Okay, that makes things a bit simpler. Since the points are already spaced and ordered along z, I think what I would recommend is using functions that are parameterized by the z coordinate, rather than having a separate parameter t. This will reduce the number of degrees of freedom in the problem.
In other words, the solution will be a pair of functions x(z) and y(z) that give the curve's x and y locations for a given z.
If we're using polynomials (which seems like a good place to start), the first thing to do is to pick a degree. Lower degrees will give a smoother curve, while higher ones will fit the data more closely...you'll have to experiment to find what works best. Degree 3 (cubic) is probably a good place to start.

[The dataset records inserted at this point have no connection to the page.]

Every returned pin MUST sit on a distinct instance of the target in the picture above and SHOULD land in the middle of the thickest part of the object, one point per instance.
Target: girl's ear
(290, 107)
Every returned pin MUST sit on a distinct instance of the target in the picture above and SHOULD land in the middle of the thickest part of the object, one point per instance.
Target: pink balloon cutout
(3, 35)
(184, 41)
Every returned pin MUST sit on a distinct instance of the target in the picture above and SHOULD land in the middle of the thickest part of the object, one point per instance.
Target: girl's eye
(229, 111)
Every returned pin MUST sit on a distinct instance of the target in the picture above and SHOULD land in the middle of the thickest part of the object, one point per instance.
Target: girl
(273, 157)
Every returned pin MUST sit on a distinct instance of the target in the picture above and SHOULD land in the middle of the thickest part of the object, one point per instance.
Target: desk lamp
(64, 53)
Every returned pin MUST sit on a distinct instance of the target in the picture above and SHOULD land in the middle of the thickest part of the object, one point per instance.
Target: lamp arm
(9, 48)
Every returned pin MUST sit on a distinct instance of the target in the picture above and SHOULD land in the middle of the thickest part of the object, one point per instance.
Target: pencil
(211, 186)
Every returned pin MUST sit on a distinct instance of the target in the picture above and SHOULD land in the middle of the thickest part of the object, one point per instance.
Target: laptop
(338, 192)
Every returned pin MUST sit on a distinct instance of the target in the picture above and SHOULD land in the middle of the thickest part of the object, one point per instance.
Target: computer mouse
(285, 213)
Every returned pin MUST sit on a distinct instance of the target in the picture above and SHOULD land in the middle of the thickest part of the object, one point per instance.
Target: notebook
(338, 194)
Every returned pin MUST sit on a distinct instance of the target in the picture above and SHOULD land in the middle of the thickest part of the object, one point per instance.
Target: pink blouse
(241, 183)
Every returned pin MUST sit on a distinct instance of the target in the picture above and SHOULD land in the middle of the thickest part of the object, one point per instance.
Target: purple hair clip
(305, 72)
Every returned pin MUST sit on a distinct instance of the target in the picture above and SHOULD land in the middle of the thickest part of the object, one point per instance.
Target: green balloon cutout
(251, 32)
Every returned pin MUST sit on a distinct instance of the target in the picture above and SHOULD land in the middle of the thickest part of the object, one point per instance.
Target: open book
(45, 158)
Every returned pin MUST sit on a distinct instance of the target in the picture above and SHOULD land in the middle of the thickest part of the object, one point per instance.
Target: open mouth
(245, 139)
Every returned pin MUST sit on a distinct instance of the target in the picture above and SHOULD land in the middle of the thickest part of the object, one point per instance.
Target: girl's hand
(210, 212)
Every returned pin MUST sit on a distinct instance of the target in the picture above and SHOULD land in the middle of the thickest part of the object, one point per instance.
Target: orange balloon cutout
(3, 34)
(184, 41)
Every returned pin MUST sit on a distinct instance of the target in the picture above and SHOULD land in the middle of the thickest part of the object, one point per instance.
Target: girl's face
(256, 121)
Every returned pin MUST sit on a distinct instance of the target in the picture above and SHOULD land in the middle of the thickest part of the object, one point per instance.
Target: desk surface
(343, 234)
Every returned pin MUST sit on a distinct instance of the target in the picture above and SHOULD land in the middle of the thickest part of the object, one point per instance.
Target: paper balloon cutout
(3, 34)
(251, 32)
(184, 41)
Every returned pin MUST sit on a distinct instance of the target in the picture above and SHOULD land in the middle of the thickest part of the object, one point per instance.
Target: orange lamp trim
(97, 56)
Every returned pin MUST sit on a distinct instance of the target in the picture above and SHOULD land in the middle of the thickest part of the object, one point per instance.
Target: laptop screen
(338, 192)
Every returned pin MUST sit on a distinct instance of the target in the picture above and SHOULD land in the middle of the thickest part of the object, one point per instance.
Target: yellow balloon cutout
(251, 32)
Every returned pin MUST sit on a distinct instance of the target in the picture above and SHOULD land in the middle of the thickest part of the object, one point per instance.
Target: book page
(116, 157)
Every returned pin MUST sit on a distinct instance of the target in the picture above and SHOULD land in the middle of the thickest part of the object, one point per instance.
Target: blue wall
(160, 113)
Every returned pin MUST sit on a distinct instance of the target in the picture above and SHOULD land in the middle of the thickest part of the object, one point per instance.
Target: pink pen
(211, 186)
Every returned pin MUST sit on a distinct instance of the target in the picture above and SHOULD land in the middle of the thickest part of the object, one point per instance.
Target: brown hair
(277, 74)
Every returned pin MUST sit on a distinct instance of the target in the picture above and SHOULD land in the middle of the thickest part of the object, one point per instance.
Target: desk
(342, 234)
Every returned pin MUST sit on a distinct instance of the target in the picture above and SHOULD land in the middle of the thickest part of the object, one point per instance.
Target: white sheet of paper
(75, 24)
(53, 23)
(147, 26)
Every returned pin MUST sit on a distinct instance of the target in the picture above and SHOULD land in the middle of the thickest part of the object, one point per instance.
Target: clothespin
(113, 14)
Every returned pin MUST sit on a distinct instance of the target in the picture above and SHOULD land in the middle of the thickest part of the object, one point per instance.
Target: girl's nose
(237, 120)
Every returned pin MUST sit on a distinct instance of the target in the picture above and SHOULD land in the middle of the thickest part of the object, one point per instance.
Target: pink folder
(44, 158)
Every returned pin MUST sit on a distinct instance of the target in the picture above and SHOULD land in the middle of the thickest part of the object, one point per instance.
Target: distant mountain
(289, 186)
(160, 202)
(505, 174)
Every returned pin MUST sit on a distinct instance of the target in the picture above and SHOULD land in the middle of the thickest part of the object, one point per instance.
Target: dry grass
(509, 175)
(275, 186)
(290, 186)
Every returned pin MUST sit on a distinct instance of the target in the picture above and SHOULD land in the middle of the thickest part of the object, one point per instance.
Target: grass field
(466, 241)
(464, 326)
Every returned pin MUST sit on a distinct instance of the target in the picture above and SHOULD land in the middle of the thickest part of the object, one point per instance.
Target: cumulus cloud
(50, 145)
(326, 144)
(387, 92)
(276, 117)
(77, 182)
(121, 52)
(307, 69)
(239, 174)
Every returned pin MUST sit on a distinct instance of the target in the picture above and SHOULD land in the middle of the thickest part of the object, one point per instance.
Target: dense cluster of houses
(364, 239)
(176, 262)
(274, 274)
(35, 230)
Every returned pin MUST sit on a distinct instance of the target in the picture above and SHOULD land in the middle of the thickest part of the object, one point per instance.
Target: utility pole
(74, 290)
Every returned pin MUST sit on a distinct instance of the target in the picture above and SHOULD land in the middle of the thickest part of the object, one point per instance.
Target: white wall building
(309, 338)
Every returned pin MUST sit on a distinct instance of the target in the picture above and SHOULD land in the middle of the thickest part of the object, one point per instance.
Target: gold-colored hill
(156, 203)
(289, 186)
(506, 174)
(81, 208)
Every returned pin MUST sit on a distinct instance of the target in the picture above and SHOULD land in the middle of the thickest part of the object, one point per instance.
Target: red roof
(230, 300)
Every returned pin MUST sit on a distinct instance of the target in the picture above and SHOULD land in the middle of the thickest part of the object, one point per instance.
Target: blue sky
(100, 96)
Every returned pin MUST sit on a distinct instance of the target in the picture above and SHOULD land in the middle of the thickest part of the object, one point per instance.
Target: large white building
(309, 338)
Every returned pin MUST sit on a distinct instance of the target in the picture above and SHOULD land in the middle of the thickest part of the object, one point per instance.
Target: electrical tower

Let's let 'n' be the degree. I'll use a_i and b_i to refer to the coefficients of the x and y polynomials, respectively, where 0 \<= i \<=
n. So the x and y polynomials we are trying to solve for are:
x(z) = a_0 + z * a_1 + z\\^2 * a_2 + ... + z\\^n * a_n
y(z) = b_0 + z * b_1 + z\\^2 * b_2 + ... + z\\^n * b_n
where the a_i and b_i are unknown. Let 'm' be the number of data points and x_j, y_j, z_j be their coordinates, where 1 \<= j \<= m. Then the constraints we are trying to satisfy are:
x(z_1) = x_1, y(z_1) = y_1
x(z_2) = x_2, y(z_2) = y_2
x(z_m) = x_m, y(z_m) = y_m
This forms two linear systems of m equations in n unknowns, one for x and one for y. Since m > n the system is overdetermined and doesn't have an exact soluton, but we can still use least squares to find the approximate solution with the smallest mean-squared-error.